Света обернулась. Глаза у неё были красные.

— Я хотела извиниться, — прошептала она. — Я знаю, мне нет прощения. Но я… Я его люблю, Марин. Я не знаю, как так вышло. Он был таким несчастным с тобой. Жаловался, что ты его не замечаешь, что живёшь своей жизнью.

— Несчастным? — Марина горько усмехнулась. — И ты решила его осчастливить? За мой счет? Ты хоть понимаешь, что ты сделала, Света? Ты разрушила всё. Мою жизнь, жизнь Артёма. Мать между нами разрывается. Ты об этом думала?

— Я думала только о себе, — призналась Света. — Я была одна, мне было так одиноко. А он… он такой заботливый, внимательный. Со мной он другой, не такой, как с тобой.

— Конечно, другой. Новизна всегда пьянит. Посмотрим, каким он будет через пару лет, когда быт заест. Когда ты перестанешь смотреть на него восхищенными глазами и начнешь просить вынести мусор.

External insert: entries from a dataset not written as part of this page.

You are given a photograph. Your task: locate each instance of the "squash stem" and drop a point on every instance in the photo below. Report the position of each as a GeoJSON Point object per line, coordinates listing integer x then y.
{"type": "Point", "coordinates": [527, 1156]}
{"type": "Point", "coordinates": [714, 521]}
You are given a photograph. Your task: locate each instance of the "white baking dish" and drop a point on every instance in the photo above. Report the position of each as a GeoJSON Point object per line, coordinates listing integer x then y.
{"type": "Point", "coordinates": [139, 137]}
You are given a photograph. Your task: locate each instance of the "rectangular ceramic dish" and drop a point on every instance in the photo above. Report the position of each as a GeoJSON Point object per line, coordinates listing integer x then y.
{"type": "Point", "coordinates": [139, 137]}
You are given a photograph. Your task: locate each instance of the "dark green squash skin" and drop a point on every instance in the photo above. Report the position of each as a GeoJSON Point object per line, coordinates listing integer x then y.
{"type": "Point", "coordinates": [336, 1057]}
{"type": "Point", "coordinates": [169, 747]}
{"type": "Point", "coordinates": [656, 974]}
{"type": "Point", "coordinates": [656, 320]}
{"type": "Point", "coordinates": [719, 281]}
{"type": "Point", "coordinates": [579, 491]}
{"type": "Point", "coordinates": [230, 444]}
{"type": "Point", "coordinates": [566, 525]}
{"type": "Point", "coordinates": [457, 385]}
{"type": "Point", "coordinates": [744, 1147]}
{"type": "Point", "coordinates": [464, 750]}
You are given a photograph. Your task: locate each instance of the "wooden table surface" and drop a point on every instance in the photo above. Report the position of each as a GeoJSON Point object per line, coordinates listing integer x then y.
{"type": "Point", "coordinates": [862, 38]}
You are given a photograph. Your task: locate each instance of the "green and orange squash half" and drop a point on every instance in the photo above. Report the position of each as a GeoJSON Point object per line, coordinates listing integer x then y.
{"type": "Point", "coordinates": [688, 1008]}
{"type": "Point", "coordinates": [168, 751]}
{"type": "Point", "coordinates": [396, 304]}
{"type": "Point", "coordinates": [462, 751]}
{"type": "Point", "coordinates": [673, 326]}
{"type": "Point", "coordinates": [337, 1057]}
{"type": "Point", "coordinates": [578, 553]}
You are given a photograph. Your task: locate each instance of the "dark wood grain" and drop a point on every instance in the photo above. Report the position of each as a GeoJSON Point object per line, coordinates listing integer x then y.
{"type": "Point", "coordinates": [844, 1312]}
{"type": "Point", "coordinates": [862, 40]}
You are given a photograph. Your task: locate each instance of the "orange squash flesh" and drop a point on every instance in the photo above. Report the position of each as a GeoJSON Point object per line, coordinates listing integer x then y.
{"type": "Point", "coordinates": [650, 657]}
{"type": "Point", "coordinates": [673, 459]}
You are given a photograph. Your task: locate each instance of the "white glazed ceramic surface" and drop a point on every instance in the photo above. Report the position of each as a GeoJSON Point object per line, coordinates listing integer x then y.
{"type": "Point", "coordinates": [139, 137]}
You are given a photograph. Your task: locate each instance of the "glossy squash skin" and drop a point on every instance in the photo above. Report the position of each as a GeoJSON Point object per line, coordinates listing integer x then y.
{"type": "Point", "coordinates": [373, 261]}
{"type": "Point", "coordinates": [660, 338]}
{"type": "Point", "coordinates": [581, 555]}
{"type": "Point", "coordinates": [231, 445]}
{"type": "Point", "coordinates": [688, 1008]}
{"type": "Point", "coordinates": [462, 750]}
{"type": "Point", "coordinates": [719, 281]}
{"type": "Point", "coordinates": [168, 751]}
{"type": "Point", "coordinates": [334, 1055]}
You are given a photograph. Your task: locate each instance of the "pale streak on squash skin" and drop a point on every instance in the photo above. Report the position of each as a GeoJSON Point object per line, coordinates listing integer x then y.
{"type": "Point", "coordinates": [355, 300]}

— Это не так! У нас все по-настоящему!

— Дай бог, — холодно сказала Марина. — Только ко мне не приходи плакаться, когда твоя «настоящая» любовь закончится. У тебя была сестра, Света. А теперь нет.

Она развернулась и вышла из кухни. Вернулась на веранду, взяла сумку.

— Мам, прости, мы поедем. С юбилеем тебя.

— Дочка, куда же вы? — заволновалась мать.

— Домой, мама. Нам здесь не место.

Она подошла к Артёму.

— Пойдем, сын.

Они шли к калитке молча. Вадим догнал их уже на улице.

— Марина, подожди. Зачем ты так? Испортила матери праздник.

— Я? Это я испортила? — она посмотрела ему прямо в глаза, и впервые за всё это время не почувствовала боли. Только холодную, спокойную ярость. — Ты приходишь сюда с моей сестрой, садишься за стол моей матери и говоришь, что это я порчу праздник? У тебя совесть есть, Вадим?

— Мы пришли поздравить маму. Мы тоже её семья.

— Вы — не моя семья. Никогда больше ею не будете.

Она села в машину. Артём сел рядом. Всю дорогу до города они молчали. Но это было не то гнетущее молчание, что царило в их доме последние недели. Это было молчание понимания.

Приехав домой, Марина впервые за долгое время почувствовала не отчаяние, а облегчение. Будто с плеч упал тяжелый груз. Она посмотрела на сына.

— Голоден? Давай пиццу закажем?

Артём впервые за долгое время улыбнулся.

— Давай. С двойным сыром.

Пока они ждали курьера, Марина открыла ноутбук и снова зашла на сайт по продаже недвижимости. Она нашла небольшую, но уютную двухкомнатную квартиру в их же районе, чтобы Артёму не пришлось менять школу. Она позвонила риэлтору.

Вечером, когда они ели пиццу прямо из коробки, сидя на диване, Марина сказала:

— Знаешь, Тём, наверное, всё к лучшему. Мы начнем новую жизнь. Только ты и я.

— Я не против, мам, — ответил он, и в его голосе не было ни капли жалости. Только поддержка.

Марина посмотрела на него, на своего взрослого, серьезного сына, и поняла, что она не одна. И что она справится. Та, другая жизнь, с мужем, который её не ценил, и сестрой, которая её предала, осталась за спиной, там, на дачной веранде. А впереди было что-то новое, неизвестное, может быть, трудное, но своё. И впервые за долгие месяцы ей захотелось улыбнуться.